İran, doğrudan müzakereler yoluyla 18 ay içinde ABD ve Avrupalılardan kendi lehine bir anlaşma koparabildi. Bunu büyük bir coşkuyla kutladı ve bir zafer olarak gördü, ki gerçekten de öyleydi. Hatta Zarif, bayram günü sevinen çocuklar gibi, Lozan’da kaldığı oteldeki odasının balkonundan gazetecilere anlaşma kağıdını sallamıştı.
Önümüzdeki günlerde başlayacak müzakerelerin tarafları ise, ne ilginçtir ki, İsrail ile Lübnan. Evet, Hizbullah’ın yönettiği Lübnan’ı kastediyoruz. Müzakerelerin temel amacı, iki taraf arasında ihtilaf konusu olan sularda büyük bir doğalgaz rezervinin bulunduğuna dair haberlerden sonra iki ülkenin deniz sınırlarını belirlemek.
İlk tur, ABD’nin arabuluculuğu ve BM’nin denetimi altında bu ayın sonunda gerçekleşecek. Hizbullah nasıl ve neden Lübnan’ın İsrail ile müzakere masasına oturmasını kabul etti? Nasıl ve neden ABD’den arabulucu olmasını talep etti? Hizbullah, ABD'nin unsurları ve fonlarına yönelik büyük baskısından muzdarip ve Hasan Nasrallah bu baskıdan kurtulmak amacıyla Donald Trump’ın seçimlerde kaybetmesi için gece gündüz dua ediyor. Joe Biden’in İran üzerindeki baskıyı hafifleteceğini umuyor. Şahsen, ana nedenin bu olduğunu düşünmüyorum. Nedeni basitçe, Hizbullah'ın paraya, Lübnan'ın da enerji kaynaklarına ihtiyacı olmasıdır.

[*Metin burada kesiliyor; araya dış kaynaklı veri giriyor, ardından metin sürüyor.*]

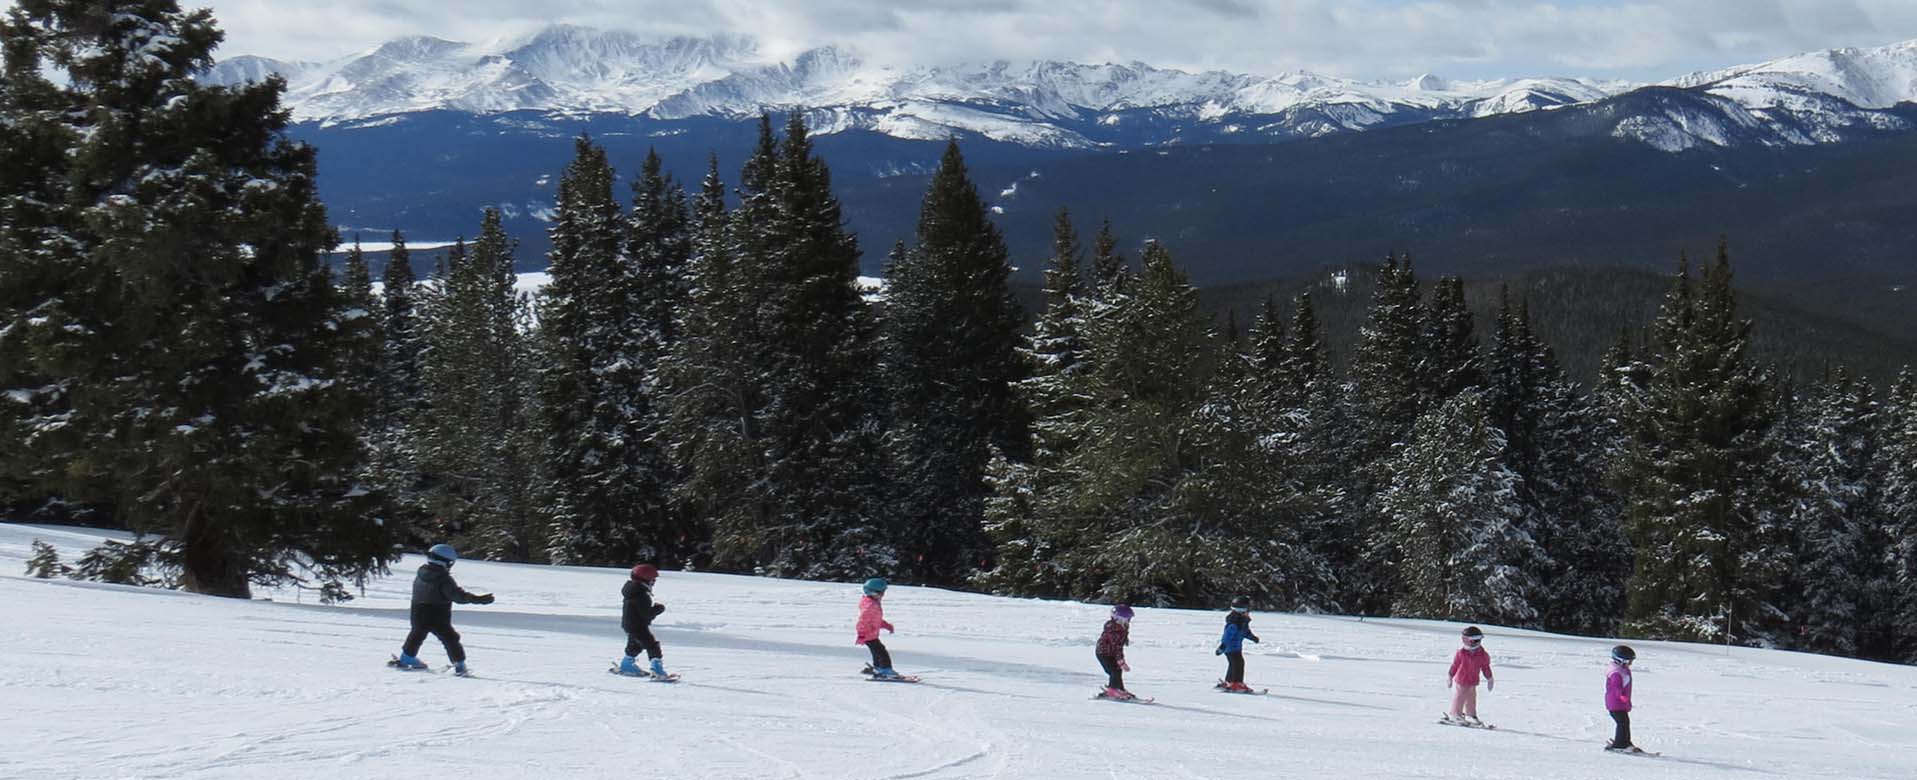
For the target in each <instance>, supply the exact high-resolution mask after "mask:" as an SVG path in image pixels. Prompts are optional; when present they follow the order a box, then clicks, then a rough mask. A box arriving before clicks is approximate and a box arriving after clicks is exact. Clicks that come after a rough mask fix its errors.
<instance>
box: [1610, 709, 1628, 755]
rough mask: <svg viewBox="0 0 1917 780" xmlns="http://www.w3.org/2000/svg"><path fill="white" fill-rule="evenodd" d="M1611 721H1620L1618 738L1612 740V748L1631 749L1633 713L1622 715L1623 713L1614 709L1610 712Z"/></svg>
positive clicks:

Hem sonuçta hepsi de Hizbullah’ın çıkarına olacak, çünkü devletin elde edeceği herhangi bir gelirden doğrudan yararlanacak tarafların başında gelmektedir.  Dolayısıyla, teorik ve pratik açıdan bakıldığında, İran veya Dini Lideri, bu istişareler kendisine veya milislerine fayda sağladığı sürece, Washington ile veya Washington'un arabuluculuğuyla müzakereler yürütmekte bir beis görmemektedir. Bu durumda, pragmatik strateji ağır basmaktadır. ABD’nin büyük, küçük, kırmızı veya mavi şeytan olması onun için önemli değildir, buna göz yumabilir.
Bu noktada sorulması gereken soru şu; İran ve Hizbullah, İsrail ve ABD ile çıkarlarını müzakere etme hakkına sahipken neden Filistinliler bu haktan mahrum ediliyorlar? İsmail Heniyye, İran Dini Lideri’nin talimatları gereği müzakereleri reddediyor. Mahmud Abbas, İsrail yerleşim yerleri inşasını durdurana kadar kendisiyle görüşmeyeceğini söylüyor. Tamam öyle olsun! Ama Filistinli kardeşlerimize hatırlatmalıyız ki, İran, büyük güçlerle nükleer anlaşma için koşulsuz pazarlık yapmıştı. O dönemde yaptırımların baskısı altında kıvranıyordu ama bu onu, sorununu çözmek için ilerlemekten alıkoymadı. Bunun karşılığında, İran liderliğinin moralini yükseltmek adına 100 milyar dolarla ödüllendirildi. Tahran, müzakerelere başlamak için yaptırımların kaldırılmasını veya dondurulmuş fonlarının yeniden aktif edilmesini şart koşmadı, müzakereleri serbestçe yürüttü.
Filistinlilere gelince, ABD’nin arabuluculuğunu reddettiler. Müzakere masasına oturmadan önce yerleşim yerleri inşaatının durmasını şart koştular. Filistin liderliği ya da grupları, bu uzlaşmazlığın kendilerini bilmediğimiz bir sonuca mı götüreceğini düşünüyorlar bilmiyorum ama rahatsız edici gerçek, şunu söylemek zorunda olmamızdır: Keşke İran'dan ders alsalar, çıkarlarına İran’ın yaptığı gibi gerçekçi bir biçimde baksalar.
Özetle, İran ve Katar dahil olmak üzere işbirlikçilerinin, İsrail ile müzakereler yürütmeleri ve anlaşmalara varmaları mubah ve meşru ama Filistin, BAE ya da Bahreyn’in kesinlikle yasak. Çünkü İran, kendisinden başkasının barışın nimetlerinden yararlanmasını istemiyor. Bunu tekeline almak istiyor. Bu ne insafsız bir taksimdir.